# Sole Trader - Book keeping - Excel



## NickleIckle (4 Sep 2007)

Hello!

I have a question about book keeping for small businesses. I have read the sticky posts and links.

My husband has a small cleaning company - he is a Sole Trader, not VAT registered, and has no employees. I know it is not ideal, but our business & personal finances (bank accounts etc) are all together. We usually divide up the relevant expenses by percentage as to private or business.

He has been in business for almost ten years, and employed an accountant at the beginning. However, he found the accountant to be expensive, and he also filed inaccurate tax returns which resulted in us having to pay a lot of extra tax as a result. Anyhow, this being the case, for the past six years or so, we have done all of our own accounts and filed all of our own returns.

Each year, I am striving after the ultimate simple solution for book keeping! I have tried SAGE accounts, and while this is very good, it is far too complicated and time consuming for our small business. This year I have just used a number of simple Excel documents - one listing all income, one listing all expenses. However, I am still finding it complicated at the end of the year when filing my returns to pull out all the right information for the right box in the tax form (I use ROS). I want to be able to easily get a total for each category listed on the f11 form. I also want to be able to get a total for each category, and then the amount of business/private to add back in without spending hours at it.

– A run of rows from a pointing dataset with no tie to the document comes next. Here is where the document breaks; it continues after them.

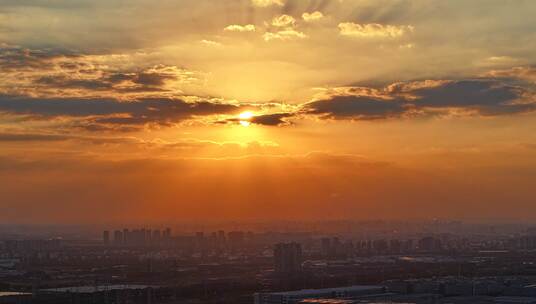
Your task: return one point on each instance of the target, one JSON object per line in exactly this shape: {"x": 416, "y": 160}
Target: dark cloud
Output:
{"x": 112, "y": 111}
{"x": 276, "y": 119}
{"x": 355, "y": 107}
{"x": 17, "y": 58}
{"x": 466, "y": 93}
{"x": 24, "y": 137}
{"x": 485, "y": 97}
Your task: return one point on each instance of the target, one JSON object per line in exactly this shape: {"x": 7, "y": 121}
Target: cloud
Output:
{"x": 485, "y": 97}
{"x": 55, "y": 73}
{"x": 266, "y": 3}
{"x": 355, "y": 107}
{"x": 311, "y": 17}
{"x": 276, "y": 119}
{"x": 159, "y": 111}
{"x": 240, "y": 28}
{"x": 283, "y": 21}
{"x": 526, "y": 73}
{"x": 373, "y": 30}
{"x": 210, "y": 43}
{"x": 284, "y": 35}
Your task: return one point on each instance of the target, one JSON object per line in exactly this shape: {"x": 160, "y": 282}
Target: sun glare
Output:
{"x": 245, "y": 117}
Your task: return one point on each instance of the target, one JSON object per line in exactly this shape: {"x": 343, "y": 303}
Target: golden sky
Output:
{"x": 266, "y": 109}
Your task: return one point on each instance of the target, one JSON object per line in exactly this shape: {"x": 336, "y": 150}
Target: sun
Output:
{"x": 245, "y": 117}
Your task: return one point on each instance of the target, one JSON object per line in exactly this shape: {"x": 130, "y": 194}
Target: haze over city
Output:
{"x": 267, "y": 151}
{"x": 267, "y": 109}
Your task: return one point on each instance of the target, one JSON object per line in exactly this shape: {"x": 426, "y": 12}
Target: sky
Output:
{"x": 192, "y": 110}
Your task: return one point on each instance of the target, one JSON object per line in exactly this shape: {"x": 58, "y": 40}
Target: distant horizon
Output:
{"x": 254, "y": 110}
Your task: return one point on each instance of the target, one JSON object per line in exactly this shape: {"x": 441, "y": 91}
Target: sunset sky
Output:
{"x": 152, "y": 111}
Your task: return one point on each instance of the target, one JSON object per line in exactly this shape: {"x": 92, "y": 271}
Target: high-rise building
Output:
{"x": 106, "y": 237}
{"x": 118, "y": 237}
{"x": 287, "y": 258}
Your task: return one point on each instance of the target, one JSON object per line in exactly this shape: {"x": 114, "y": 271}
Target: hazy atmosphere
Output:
{"x": 162, "y": 111}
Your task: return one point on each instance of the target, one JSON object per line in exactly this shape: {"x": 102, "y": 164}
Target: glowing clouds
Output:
{"x": 240, "y": 28}
{"x": 267, "y": 3}
{"x": 311, "y": 17}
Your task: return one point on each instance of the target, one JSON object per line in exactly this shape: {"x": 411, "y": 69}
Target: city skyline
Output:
{"x": 261, "y": 110}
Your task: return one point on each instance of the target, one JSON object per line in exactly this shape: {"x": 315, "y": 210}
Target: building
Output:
{"x": 287, "y": 258}
{"x": 289, "y": 297}
{"x": 118, "y": 237}
{"x": 106, "y": 237}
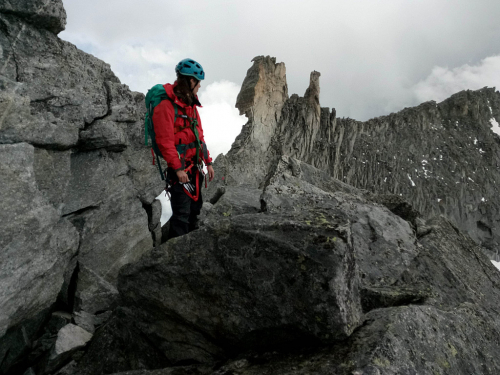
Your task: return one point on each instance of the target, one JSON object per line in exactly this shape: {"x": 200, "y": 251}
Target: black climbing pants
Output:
{"x": 185, "y": 210}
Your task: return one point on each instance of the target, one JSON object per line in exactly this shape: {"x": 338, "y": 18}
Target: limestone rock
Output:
{"x": 69, "y": 338}
{"x": 49, "y": 15}
{"x": 93, "y": 294}
{"x": 263, "y": 94}
{"x": 31, "y": 279}
{"x": 442, "y": 158}
{"x": 77, "y": 176}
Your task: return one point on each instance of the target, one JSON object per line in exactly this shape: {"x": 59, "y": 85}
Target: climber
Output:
{"x": 178, "y": 137}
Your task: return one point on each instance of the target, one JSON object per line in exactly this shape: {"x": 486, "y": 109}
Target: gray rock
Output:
{"x": 103, "y": 134}
{"x": 68, "y": 369}
{"x": 442, "y": 158}
{"x": 78, "y": 176}
{"x": 69, "y": 338}
{"x": 85, "y": 320}
{"x": 93, "y": 293}
{"x": 49, "y": 15}
{"x": 30, "y": 279}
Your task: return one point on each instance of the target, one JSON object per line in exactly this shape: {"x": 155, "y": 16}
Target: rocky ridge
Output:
{"x": 75, "y": 179}
{"x": 443, "y": 158}
{"x": 294, "y": 271}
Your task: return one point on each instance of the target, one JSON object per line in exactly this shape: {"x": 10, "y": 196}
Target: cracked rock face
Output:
{"x": 77, "y": 175}
{"x": 325, "y": 281}
{"x": 443, "y": 158}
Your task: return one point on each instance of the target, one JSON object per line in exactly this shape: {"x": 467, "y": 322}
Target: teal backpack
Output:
{"x": 154, "y": 97}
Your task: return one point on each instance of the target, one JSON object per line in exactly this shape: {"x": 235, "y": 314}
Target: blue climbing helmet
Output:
{"x": 189, "y": 67}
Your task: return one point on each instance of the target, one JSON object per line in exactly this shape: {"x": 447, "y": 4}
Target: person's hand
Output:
{"x": 211, "y": 173}
{"x": 183, "y": 177}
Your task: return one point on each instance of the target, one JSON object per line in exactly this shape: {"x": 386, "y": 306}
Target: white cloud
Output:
{"x": 443, "y": 82}
{"x": 221, "y": 120}
{"x": 371, "y": 54}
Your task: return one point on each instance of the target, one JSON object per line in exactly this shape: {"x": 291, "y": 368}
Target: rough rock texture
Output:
{"x": 258, "y": 286}
{"x": 263, "y": 93}
{"x": 304, "y": 263}
{"x": 444, "y": 159}
{"x": 47, "y": 14}
{"x": 76, "y": 178}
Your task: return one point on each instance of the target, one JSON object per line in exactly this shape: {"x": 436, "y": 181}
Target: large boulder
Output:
{"x": 78, "y": 178}
{"x": 48, "y": 15}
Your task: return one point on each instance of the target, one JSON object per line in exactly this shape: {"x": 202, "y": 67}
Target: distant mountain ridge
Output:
{"x": 443, "y": 157}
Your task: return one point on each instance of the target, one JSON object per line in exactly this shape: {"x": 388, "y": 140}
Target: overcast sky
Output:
{"x": 375, "y": 56}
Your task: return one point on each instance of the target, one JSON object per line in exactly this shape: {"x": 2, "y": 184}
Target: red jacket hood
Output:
{"x": 169, "y": 88}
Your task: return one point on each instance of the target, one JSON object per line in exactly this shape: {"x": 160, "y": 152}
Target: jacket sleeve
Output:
{"x": 209, "y": 160}
{"x": 163, "y": 122}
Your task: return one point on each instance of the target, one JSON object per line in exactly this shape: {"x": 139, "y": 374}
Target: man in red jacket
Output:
{"x": 179, "y": 136}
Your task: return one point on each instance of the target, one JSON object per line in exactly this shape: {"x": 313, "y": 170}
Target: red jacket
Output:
{"x": 168, "y": 134}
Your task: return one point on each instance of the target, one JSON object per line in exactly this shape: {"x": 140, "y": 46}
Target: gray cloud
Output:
{"x": 372, "y": 54}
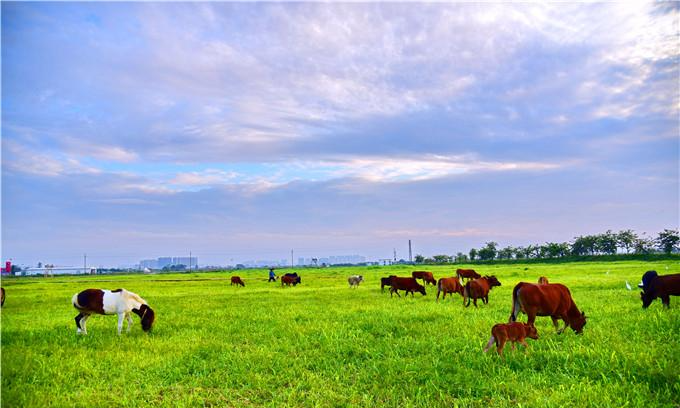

Now - finally getting around to my question - does anyone else use Excel for their bookkeeping? And if so, would anyone have/be willing to share a template that works well for them? I was planning to sit down and do something myself for 2008s books, but then I figured it would be worth asking if anyone else has come up with a good solution that they would be willing to share first?  I am sure a lot of small businesses would appreciate something like this.

I hope that I have explained myself well enough!

Thanks

NickleIckle


----------



## ButtermilkJa (4 Sep 2007)

To be honet, keeping the information in a spreadshet is simple as long as you're familiar with how it is to be recorded at the end of the year. That's the key. If you know that A + B - C needs to be recorded in box Y on form 11 then  obviously you need to keep seperate records for A, B & C.

The point I'm trying to make is, if you're not sure how to extract the info efficiently to fill in form 11 then you're not going to be able to efficiently record the info throughout the year.

My answer would be to familiarise yourself fully with the tax system (if it is your intention to keep doing the returns yourself) and then you would be in a much better position to work out a simple way of recording the info in a spreadsheet.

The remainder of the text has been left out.